Roc Oil has agreed to buy a 50% interest in the Ungani Oilfield for a cash payment of $64 million.
The parties have also agreed for Roc to acquire a 50% interest in three exploration permits by paying $20 million of a planned $25 million exploration program.
Transactions provide funding, Buru to remain asset operator
These two transactions strengthen the company’s balance sheet and provide the funding to allow Buru to undertake an aggressive exploration program.
This exploration program will commence during this year’s Canning Basin drilling season.
Furthermore, Buru will remain as operator of the Ungani Oilfield and the exploration permits.
Deal secures a partnership with leading oil and gas company
Buru’s executive chairman Eric Streitberg said: “We are delighted to have formed a partnership with a highly experienced Australian based oil and gas company that has strong and aligned backing.
“The transaction recognises the strategic value and prospectivity of the company’s Canning Basin assets and Buru’s expertise and knowledge as operator in that area since 2006.
“It is also significant in that it provides Buru with the balance sheet strength to further develop the company’s assets from internal resources in the short to medium term.
“The exploration program will enable us to potentially replace and increase our oil resources and also allow us to drill the deeper higher value oil targets such as Rafael on an appropriately promoted cost sharing basis.

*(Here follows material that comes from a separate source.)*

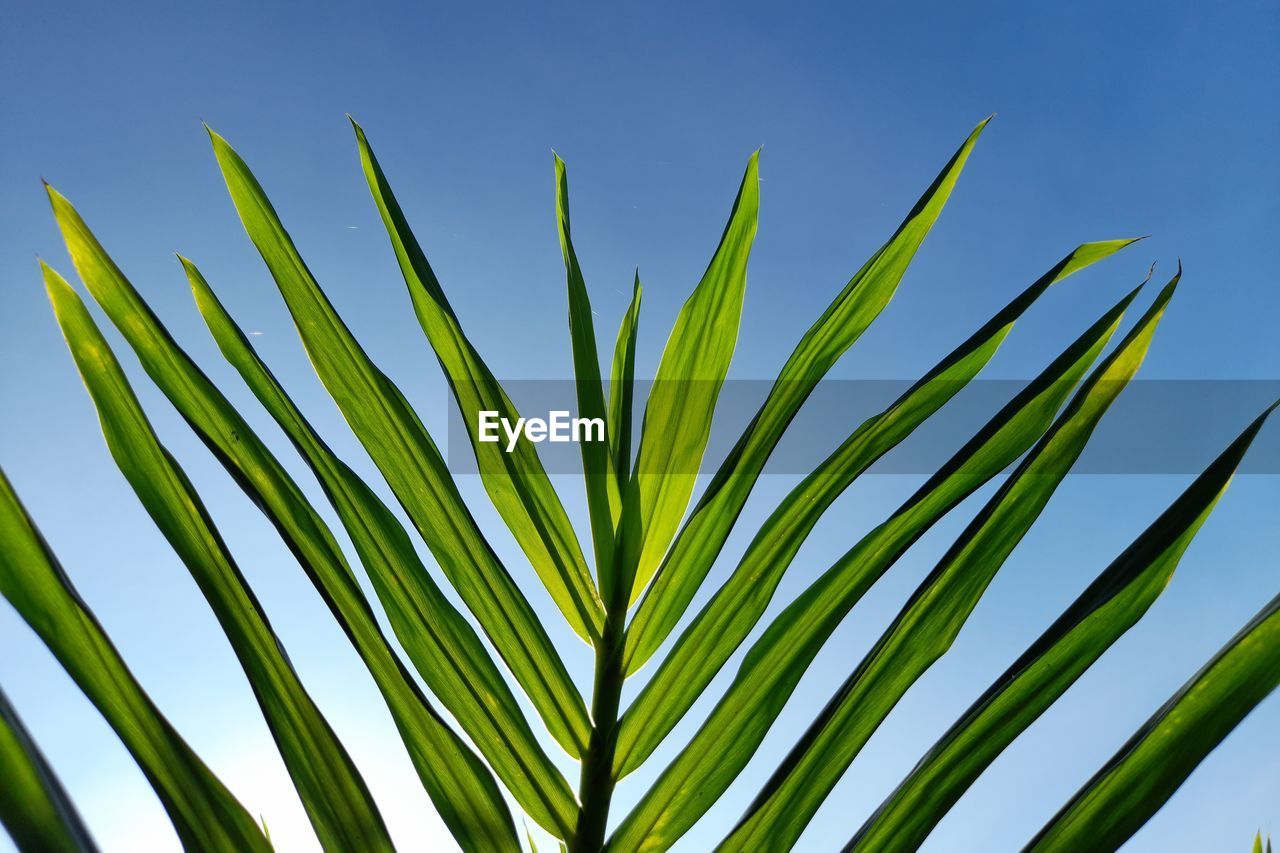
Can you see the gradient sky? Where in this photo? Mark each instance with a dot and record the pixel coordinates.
(1114, 121)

“The transactions place Buru on a strong footing that comes on the back of its very successful program in 2017 and we look forward to the future with confidence with our new partner.”

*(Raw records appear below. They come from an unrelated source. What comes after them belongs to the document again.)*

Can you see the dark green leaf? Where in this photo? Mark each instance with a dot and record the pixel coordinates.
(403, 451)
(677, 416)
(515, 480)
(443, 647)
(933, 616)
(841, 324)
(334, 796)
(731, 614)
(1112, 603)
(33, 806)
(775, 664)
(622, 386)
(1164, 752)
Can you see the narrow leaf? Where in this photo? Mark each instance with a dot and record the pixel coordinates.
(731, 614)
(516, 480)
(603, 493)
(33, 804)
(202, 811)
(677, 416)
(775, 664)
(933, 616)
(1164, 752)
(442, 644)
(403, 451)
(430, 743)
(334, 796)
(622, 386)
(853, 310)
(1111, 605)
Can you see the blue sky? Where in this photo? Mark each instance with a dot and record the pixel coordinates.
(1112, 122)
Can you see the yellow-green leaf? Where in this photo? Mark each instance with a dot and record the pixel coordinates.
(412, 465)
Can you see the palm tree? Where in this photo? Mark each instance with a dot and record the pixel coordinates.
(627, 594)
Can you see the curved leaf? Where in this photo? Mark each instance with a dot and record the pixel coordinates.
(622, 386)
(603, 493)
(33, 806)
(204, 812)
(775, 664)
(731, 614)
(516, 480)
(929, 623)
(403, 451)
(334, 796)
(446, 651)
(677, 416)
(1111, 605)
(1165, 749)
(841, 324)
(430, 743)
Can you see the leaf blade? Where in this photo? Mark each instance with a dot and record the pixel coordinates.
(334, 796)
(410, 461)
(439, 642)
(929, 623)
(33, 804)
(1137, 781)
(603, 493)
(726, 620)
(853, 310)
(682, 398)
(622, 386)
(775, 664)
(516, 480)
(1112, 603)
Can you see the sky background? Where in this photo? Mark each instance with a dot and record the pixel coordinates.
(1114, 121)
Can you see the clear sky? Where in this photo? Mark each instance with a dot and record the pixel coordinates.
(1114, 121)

$13 million to be received immediately
Of the $64 million to be received for the Ungani Oilfield, $13 million will be received immediately.

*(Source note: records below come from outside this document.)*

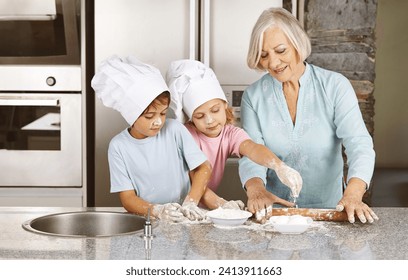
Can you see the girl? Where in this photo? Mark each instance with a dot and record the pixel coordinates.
(196, 96)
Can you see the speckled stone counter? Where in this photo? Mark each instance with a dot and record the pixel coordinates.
(383, 240)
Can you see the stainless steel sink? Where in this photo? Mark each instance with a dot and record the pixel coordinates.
(86, 224)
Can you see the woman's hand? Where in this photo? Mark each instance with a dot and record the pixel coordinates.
(290, 177)
(191, 210)
(169, 211)
(352, 202)
(233, 204)
(260, 199)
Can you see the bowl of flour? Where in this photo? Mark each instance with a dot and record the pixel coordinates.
(228, 217)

The remaining $51 million of the purchase price is payable upon the government approval and registration of the Ungani production licence transfers.
Farm-in transaction does not include unconventional gas assets
The exploration farm-in is for permits EP 391, EP 428 and EP 436 and the $20 million will go towards a $25 million exploration program of up to four wells.
Notably, this farm-in does not include the Laurel Formation unconventional gas assets within the permits which will remain 100% owned by Buru.